Nel Dicembre del 1900, usando un trasmettitore a scintilla Fessenden riuscì a trasmettere un breve messaggio fonico: per la prima volta nella storia del pianeta la voce dell'uomo poteva udirsi a diversi chilometri di distanza viaggiando a cavallo di onde elettromagnetiche. Sei anni dopo ancora Fessenden realizzò quella che è considerata la prima trasmissione radiofonica della stroria: parole e musica vennero udite nel raggio di 25Km dalla trasmittente situata a Brant Rock sulla costa del Massachusetts. Nel 1915 la trasmissione radiofonica era una realtà capace di varcare i confini oceanici. Intanto, nel 1916, Marconi decise di riprendere gli studi sulle onde corte potendo utilizzare apparecchiature elettroniche meno artigianali di quelle dei suoi primi esperimenti.

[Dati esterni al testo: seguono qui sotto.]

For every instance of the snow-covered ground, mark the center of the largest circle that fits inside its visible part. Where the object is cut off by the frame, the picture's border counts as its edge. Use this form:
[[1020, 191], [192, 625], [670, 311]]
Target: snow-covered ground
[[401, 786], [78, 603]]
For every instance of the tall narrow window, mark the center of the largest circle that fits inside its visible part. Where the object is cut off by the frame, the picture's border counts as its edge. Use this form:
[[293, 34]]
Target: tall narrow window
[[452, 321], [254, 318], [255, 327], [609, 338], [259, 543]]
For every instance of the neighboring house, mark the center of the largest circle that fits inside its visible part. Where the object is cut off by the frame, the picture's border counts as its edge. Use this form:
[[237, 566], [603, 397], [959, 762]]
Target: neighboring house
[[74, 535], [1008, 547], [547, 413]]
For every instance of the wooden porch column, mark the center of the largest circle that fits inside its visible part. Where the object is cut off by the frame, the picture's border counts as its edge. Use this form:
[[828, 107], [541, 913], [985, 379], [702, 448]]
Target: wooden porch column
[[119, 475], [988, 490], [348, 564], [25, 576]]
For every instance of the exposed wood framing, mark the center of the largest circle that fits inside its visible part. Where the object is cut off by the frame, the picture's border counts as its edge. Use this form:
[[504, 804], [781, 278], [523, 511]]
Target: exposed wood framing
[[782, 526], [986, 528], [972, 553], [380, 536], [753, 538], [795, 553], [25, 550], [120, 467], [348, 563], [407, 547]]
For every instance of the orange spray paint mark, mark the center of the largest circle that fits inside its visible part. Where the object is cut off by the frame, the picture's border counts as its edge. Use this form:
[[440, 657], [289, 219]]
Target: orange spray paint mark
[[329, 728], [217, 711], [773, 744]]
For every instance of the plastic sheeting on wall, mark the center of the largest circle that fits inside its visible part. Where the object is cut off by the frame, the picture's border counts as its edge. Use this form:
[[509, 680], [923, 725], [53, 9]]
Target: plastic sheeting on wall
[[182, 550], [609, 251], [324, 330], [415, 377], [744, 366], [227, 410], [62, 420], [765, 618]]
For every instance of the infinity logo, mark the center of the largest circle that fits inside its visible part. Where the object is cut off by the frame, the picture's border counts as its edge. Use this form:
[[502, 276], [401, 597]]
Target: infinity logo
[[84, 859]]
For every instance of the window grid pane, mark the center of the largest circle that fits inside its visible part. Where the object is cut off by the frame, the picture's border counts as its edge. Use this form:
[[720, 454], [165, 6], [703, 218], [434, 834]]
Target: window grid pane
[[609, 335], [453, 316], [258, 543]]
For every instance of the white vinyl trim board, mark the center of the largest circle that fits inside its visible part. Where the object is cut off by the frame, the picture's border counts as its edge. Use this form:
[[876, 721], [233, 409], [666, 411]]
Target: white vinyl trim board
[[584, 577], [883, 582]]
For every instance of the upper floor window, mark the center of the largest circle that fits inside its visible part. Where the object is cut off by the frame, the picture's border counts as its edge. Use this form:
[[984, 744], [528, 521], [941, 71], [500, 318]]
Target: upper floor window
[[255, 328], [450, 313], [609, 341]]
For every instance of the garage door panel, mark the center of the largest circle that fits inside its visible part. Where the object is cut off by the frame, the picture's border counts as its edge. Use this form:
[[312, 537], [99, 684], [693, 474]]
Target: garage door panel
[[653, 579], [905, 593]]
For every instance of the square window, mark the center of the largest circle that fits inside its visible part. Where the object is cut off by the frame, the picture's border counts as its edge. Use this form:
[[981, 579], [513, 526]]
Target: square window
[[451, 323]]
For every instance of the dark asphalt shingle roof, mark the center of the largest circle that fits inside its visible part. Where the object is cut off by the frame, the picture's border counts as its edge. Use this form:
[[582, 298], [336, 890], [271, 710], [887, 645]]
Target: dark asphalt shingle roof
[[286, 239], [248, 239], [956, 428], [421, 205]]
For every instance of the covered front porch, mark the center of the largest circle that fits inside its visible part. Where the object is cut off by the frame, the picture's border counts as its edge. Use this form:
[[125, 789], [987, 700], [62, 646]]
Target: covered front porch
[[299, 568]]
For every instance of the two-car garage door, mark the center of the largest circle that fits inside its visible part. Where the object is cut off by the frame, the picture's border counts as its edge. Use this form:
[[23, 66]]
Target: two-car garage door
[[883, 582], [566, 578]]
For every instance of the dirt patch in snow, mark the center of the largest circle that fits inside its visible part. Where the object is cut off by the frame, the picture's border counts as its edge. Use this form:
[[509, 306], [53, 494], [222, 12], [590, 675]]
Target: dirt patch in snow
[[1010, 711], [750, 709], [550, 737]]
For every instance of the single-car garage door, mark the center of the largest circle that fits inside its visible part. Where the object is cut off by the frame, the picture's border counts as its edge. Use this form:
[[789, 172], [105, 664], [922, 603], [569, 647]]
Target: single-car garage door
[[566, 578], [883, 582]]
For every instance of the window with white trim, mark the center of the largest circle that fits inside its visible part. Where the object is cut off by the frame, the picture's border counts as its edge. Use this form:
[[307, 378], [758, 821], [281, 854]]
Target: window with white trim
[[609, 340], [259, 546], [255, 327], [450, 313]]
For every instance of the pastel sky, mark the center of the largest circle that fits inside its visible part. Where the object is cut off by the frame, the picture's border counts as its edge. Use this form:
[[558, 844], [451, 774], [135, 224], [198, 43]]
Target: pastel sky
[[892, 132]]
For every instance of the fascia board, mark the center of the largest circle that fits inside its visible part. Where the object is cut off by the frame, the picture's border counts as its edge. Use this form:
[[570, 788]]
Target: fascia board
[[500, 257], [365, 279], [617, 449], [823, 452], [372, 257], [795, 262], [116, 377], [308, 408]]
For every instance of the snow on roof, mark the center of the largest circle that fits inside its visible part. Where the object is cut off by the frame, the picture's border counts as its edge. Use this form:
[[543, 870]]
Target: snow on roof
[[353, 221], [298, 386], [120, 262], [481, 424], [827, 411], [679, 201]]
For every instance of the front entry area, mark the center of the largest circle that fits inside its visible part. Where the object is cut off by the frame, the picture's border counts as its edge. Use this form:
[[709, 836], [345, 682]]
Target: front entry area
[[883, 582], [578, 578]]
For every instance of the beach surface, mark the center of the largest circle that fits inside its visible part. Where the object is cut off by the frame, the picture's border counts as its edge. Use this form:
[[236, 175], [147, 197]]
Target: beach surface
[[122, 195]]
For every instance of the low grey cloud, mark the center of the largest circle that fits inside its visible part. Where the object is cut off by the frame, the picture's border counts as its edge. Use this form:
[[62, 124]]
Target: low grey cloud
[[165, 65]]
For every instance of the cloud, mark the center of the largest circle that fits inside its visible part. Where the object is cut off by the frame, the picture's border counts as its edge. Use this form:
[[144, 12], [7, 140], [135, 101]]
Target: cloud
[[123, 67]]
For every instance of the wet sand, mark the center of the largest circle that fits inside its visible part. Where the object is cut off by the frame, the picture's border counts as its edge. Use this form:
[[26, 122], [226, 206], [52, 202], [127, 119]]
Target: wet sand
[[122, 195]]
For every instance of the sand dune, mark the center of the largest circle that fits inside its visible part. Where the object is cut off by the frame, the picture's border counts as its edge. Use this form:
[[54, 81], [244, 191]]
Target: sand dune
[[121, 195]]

Fu nel 1923 che si constatò la possibilità di impiegare le onde corte per la trasmissione a lunga distanza. In quell'anno infatti, l'americano Conrad riuscì a costruire un ripetitore per il trasferimento dei programmi emessi dalla stazione KDKA, di Pittsburgh, in Pensylvania, alla stazione KDPM situata a 160 Km didistanza, nella città di Cleveland nell'Ohio. Segnali emessi da una stazione trasmittente a onde corte di maggior potenza furono raccolti dalla BBC a Londra, cioè a 5600Km di distanza. Nel 1924 la radiocomunicazione a onde corte era ormai perfezionata al punto che Marconi potè realizzare la prima trasmissione dall'Inghilterra all'Australia. In questo periodo Appleton riuscì a spiegare perchè le radioonde seguono la curvatura della superficie terrestre. Egli scoprì l'esistenza di una fascia "ionizzata" - la ionosfera - che circonda il globo ad un altezza di 60 Km. La ionosfera si comporta come uno specchio che riflette le radioonde a distanza di varie centinaia di chilometri dal punto di emissione. Poichè anche la superficie terrestre riflette le radioonde, queste possono rimbalzare tra i due strati per migliaia di chilometri.